Code2Life / nodess-apps

Published applications of node serverless framework (nodess - based on node-http-adapter)
7 stars 0 forks source link

Notify for alerts failed | unexpected status code 400 #1

Closed s4kharitonov closed 5 years ago

s4kharitonov commented 5 years ago

Hello, I got these in logs after test pipeline alert:

curl -X POST http://your.alertmanager:9093/api/v1/alerts \ -H 'Content-Type: application/json' \ -d '[{ "labels": { "alertname": "test_alert", "service": "my-service", "severity": "critical", "instance": "10.10.10.10" }, "annotations": { "summary": "Test service is down!" }, "generatorURL": "http://prometheus.cluster/graph" }]'

Oct 15 13:07:32 host alertmanager[2162]: level=error ts=2019-10-15T13:07:32.846Z caller=notify.go:372 component=dispatcher msg="Error on notify" err="cancelling notify retry for \"webhook\" due to unrecoverable error: unexpected status code 400: http://domain:8080" context_err=null Oct 15 13:07:32 host alertmanager[2162]: level=error ts=2019-10-15T13:07:32.846Z caller=dispatch.go:266 component=dispatcher msg="Notify for alerts failed" num_alerts=1 err="cancelling notify retry for \"webhook\" due to unrecoverable error: unexpected status code 400: http://domain:8080"

Messages were received in zoom chat, but they repeat every 5 minutes. As I notice with interval configured in group_interval: 5m option (if setting 30 seconds messages will be repeat every 30 seconds)

Could you take a look this? Thanks in advance

s4kharitonov commented 5 years ago

@Code2Life

Code2Life commented 5 years ago

notification interval should be "repeat_interval" in alert manager configuration. could you double check your "group_by" and "group_interval" configuration?

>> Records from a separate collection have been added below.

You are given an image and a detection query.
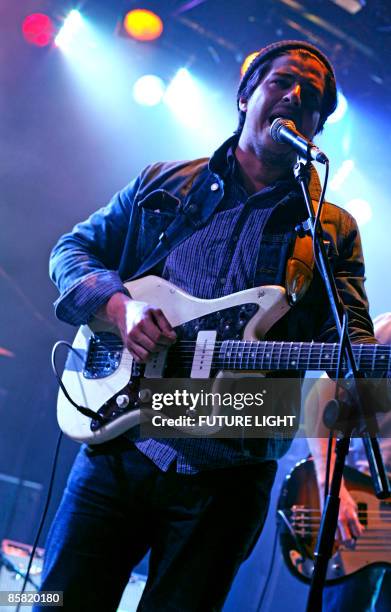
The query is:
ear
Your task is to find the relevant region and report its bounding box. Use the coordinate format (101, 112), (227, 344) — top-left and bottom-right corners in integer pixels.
(239, 97), (247, 112)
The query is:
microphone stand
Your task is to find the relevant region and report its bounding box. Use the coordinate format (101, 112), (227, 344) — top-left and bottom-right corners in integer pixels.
(294, 158), (390, 612)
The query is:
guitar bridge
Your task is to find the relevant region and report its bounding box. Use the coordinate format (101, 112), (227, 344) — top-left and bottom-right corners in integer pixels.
(83, 332), (122, 379)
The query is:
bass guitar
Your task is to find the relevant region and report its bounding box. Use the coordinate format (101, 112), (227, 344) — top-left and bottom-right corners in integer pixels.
(57, 276), (391, 444)
(277, 459), (391, 584)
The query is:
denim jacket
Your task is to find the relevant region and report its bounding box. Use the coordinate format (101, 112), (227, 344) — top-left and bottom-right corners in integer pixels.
(50, 137), (374, 342)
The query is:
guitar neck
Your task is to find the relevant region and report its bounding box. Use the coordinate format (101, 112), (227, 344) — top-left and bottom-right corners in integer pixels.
(218, 340), (391, 375)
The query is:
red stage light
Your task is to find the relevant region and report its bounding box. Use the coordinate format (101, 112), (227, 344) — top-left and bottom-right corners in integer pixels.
(124, 9), (163, 40)
(22, 13), (54, 47)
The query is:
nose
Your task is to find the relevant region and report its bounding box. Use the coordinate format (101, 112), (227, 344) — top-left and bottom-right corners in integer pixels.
(284, 83), (301, 106)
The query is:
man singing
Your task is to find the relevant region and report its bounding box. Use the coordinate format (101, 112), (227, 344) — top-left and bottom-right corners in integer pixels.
(42, 41), (374, 612)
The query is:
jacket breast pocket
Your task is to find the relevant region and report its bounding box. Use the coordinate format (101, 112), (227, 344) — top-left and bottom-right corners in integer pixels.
(137, 189), (180, 261)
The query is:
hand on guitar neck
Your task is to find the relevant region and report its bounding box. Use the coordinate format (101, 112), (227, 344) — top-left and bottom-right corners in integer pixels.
(95, 292), (176, 363)
(314, 436), (364, 542)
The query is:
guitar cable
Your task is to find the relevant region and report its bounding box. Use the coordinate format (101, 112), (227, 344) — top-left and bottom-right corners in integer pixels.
(15, 340), (104, 612)
(51, 340), (106, 425)
(15, 430), (63, 612)
(256, 522), (280, 612)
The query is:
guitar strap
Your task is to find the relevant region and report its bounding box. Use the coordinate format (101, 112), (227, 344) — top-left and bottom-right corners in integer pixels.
(285, 200), (318, 306)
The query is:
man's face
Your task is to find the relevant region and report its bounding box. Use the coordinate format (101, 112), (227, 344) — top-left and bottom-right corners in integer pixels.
(239, 51), (326, 157)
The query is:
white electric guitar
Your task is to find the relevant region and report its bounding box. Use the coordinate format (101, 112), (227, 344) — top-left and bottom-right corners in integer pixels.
(57, 276), (391, 444)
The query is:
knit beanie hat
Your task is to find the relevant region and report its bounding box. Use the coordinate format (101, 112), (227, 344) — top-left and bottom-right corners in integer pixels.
(237, 40), (337, 129)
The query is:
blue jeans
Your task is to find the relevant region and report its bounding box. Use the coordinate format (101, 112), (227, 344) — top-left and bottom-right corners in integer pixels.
(323, 567), (391, 612)
(35, 439), (276, 612)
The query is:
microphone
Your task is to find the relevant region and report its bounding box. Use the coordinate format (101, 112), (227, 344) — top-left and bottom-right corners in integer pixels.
(270, 117), (329, 164)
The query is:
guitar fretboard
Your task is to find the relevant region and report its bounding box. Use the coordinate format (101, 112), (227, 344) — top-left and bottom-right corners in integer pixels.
(218, 340), (391, 374)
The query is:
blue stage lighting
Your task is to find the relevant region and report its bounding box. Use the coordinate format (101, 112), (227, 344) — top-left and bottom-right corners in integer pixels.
(164, 68), (205, 127)
(344, 198), (372, 227)
(133, 74), (165, 106)
(54, 9), (84, 51)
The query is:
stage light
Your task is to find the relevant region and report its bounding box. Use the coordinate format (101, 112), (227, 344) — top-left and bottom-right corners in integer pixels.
(344, 198), (372, 227)
(133, 74), (165, 106)
(327, 91), (348, 123)
(163, 68), (205, 127)
(22, 13), (54, 47)
(124, 9), (163, 41)
(240, 51), (259, 76)
(54, 9), (83, 51)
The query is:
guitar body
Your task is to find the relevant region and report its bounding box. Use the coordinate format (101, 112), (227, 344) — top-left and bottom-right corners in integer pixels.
(57, 276), (289, 444)
(277, 459), (391, 584)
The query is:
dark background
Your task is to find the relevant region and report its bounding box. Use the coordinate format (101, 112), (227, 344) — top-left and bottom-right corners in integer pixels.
(0, 0), (391, 610)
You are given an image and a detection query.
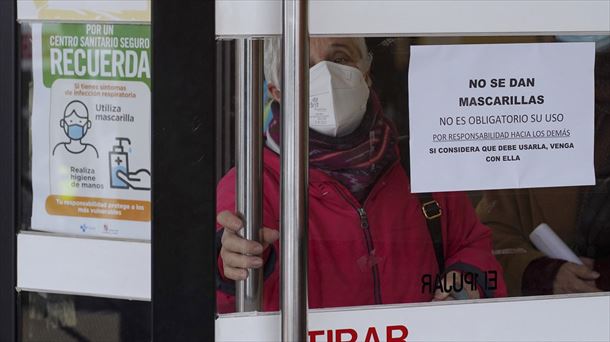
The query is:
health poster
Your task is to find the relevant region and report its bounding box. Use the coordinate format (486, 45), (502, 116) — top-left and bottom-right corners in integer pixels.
(31, 24), (151, 240)
(409, 43), (595, 192)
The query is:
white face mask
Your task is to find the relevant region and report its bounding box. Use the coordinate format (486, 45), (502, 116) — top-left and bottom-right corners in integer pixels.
(309, 61), (369, 137)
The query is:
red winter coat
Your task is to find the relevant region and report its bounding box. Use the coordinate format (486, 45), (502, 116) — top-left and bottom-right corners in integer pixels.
(217, 148), (506, 312)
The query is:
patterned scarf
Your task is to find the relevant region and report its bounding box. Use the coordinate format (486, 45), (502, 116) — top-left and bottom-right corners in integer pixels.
(267, 90), (398, 203)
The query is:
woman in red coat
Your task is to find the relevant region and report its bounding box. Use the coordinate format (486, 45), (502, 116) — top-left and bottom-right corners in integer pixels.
(217, 38), (506, 312)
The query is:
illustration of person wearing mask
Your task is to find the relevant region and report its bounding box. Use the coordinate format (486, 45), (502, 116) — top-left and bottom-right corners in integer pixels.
(52, 100), (100, 158)
(217, 37), (506, 312)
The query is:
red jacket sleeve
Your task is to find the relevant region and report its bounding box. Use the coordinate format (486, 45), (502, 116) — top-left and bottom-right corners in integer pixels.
(444, 193), (507, 298)
(216, 169), (279, 313)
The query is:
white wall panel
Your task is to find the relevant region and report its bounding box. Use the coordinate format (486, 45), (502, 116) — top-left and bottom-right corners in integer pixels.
(17, 232), (151, 300)
(216, 0), (610, 37)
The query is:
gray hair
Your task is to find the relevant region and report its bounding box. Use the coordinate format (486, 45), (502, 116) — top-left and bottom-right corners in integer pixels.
(265, 37), (372, 88)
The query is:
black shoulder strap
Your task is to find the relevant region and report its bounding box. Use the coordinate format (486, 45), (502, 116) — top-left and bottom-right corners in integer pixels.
(417, 193), (445, 273)
(399, 138), (445, 273)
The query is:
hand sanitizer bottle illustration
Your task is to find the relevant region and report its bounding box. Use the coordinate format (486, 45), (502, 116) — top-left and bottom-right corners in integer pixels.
(108, 138), (131, 189)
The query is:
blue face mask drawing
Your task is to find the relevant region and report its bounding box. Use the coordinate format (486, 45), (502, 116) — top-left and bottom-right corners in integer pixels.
(68, 125), (85, 140)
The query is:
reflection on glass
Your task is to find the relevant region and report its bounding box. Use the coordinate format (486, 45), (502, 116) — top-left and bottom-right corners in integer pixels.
(477, 36), (610, 296)
(21, 292), (151, 342)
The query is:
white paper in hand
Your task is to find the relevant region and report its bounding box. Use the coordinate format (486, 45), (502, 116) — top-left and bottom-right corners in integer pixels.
(530, 223), (582, 265)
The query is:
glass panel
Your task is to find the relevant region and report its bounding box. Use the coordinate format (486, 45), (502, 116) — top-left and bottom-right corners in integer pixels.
(217, 36), (610, 313)
(21, 292), (151, 342)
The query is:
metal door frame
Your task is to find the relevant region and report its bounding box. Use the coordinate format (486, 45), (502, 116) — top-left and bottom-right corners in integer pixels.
(0, 1), (19, 341)
(0, 0), (216, 341)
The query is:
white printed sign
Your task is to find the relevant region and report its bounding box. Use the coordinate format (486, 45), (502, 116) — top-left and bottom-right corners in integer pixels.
(32, 24), (151, 239)
(409, 43), (595, 192)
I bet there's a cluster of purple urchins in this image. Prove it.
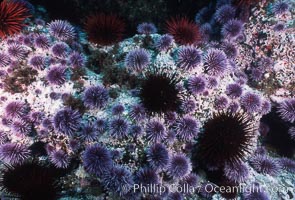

400 status code issue seems to be a bug, I'm fixing

s4kharitonov commented 5 years ago

My alertmanager configuration

global:
  smtp_smarthost: '***'
  smtp_from: '***'
  smtp_auth_username: '***'
  smtp_auth_password: '***'

templates:
- '/etc/alertmanager/template/*.tmpl'

route:
  group_by: ['instance']
  group_wait: 5s
  group_interval: 5m
  repeat_interval: 24h
  receiver: webhook
  routes:
  - match:
      severity: critical
    receiver: webhook
  - match:
      severity: warning
    receiver: email

receivers:
- name: webhook
  webhook_configs:
  - url: http://domain:8080

- name: email
  email_configs:
  - to: '***'
    send_resolved: true

group_by i tried to several values as job, alertname, instance Also I wrote to alertmanager, maybe it can help https://github.com/prometheus/alertmanager/issues/2071

Code2Life commented 5 years ago

@s4kharitonov alertmanager 400 issue has been fixed. could you please update SERVER_VERSION env var to upgrade and restart notification deployment? This may help reduce repeatly notifications, I'm not sure.

s4kharitonov commented 5 years ago

@Code2Life I have tested and all work fine, thank you

Code2Life commented 5 years ago

Thanks a lot for using this plugin and discovering issues. I'll contact Zoom Integration Team to support alertmanager natively later.